Get higher returns from CPF investments soon
IT WILL soon be possible to get higher returns from investing your Central Provident Fund (CPF) money in approved funds, with a new move to lower the costs incurred.
The CPF Board said yesterday that it will place a lower cap on the total expense ratio for unit trusts and investment-linked insurance products under the CPF Investment Scheme (CPFIS).
Reductions of between 0.2 percentage point and 0.3 percentage point will be imposed, depending on the risk-profile of the CPFIS funds.
The higher-risk ones like funds that invest in stocks will have a new cap of 1.75 per cent, down from 1.95 per cent.
Funds that deal in a mixture of stocks and bonds, deemed to be of medium- and high-risk assets, will see a new cap of 1.55 per cent, from 1.75 per cent.
Those that invest mostly in safer products like bonds, which are assessed to pose a low- to medium-level risk, will have a cap of 0.95 per cent, from 1.15 per cent.
Funds that invest in money market products like Treasury bills or certificates of deposits, thought to be the safest investments, will be subject to a cap of 0.35 per cent, down from 0.65 per cent.
This means for an investment of $10,000, a CPF member can save $20 or $30.
The total expense ratio refers to the percentage of a fund's assets needed to pay for the operating costs of the fund. Examples of the cost include management fees, trustee fees and audit fees.
The CPF Board said the cap was based on the median total expense ratio of approved funds and after industry consultation.

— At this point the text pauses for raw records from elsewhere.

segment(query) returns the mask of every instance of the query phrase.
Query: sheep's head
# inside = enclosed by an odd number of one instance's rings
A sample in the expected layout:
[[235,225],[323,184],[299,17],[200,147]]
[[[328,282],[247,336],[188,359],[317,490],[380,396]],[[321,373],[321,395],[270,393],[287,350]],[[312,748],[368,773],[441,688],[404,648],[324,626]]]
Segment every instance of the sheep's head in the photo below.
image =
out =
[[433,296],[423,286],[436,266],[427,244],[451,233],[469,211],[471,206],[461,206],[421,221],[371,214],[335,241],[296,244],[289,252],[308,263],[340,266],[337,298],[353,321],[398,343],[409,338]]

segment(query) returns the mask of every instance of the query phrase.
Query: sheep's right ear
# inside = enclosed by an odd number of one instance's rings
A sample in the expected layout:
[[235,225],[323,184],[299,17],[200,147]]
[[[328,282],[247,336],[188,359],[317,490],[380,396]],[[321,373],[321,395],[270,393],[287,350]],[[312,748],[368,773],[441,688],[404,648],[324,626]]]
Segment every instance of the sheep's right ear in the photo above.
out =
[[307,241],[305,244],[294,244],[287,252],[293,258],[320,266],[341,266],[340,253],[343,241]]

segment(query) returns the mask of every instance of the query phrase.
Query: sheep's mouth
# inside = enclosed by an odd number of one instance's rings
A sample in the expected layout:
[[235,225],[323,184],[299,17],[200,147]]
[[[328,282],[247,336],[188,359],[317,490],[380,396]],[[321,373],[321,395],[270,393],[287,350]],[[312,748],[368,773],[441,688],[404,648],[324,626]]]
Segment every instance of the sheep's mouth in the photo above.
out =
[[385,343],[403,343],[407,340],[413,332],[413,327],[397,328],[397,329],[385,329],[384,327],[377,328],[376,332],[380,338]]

The lower caps will kick in over two phases: New CPFIS funds must abide by the change with effect from Wednesday, while existing funds will have more time to comply - they have until Jan 1, 2016 to do so.
Failure to comply with the new caps will mean the funds cannot take in new CPF monies.
CPF members whose money is in funds that do not meet the new caps do not have to pull out of their investments. They will, however, have the option to switch to other funds for free within a stipulated period.